Although Osaka is now Japan’s highest ranked female player in more than a decade, the decision to play for Japan hasn’t comes without challenges, Fortune reports. According to The New York Times, “the decision to play for Japan has had major repercussions in Osaka’s life, from the way she is perceived in Japan and the United States to the size of the endorsement contracts she can now command as a top Japanese athlete ahead of the 2020 Olympics.” Osaka has deals with Adidas, Yonex, Nissin, and Japanese TV outlet Wowow. She also just announced a multiyear deal in which she will become a global brand ambassador for watch brand Citizen, Sports Business Daily reports. Despite these endorsements, and Osaka's skill on the court, Nao Hibino, a 23-year-old Japanese tennis player, told The New York Times that she finds it difficult to see Osaka as a Japanese player because Osaka looks so different from other Japanese players, and because she isn’t completely fluent in Japanese.
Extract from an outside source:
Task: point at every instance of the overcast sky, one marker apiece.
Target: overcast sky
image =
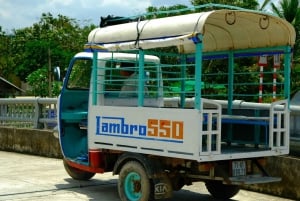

It's the way Osaka is handling this success — and the response to it — that's catching everyone's attention. You'd think beating your idol would be cause for celebration, but the Bleacher Report says you’re most likely to hear a healthy dose of modesty from the tennis star. Osaka actually apologized for beating Serena Williams, telling the Bleacher Report, “I just feel it’s something I’d have to be apologetic about. I still want Serena and Venus to be the main guys.” Osaka’s own announcement on Instagram after the match with Williams was a candid photo of the two shaking hands with the simple caption: “Omg.”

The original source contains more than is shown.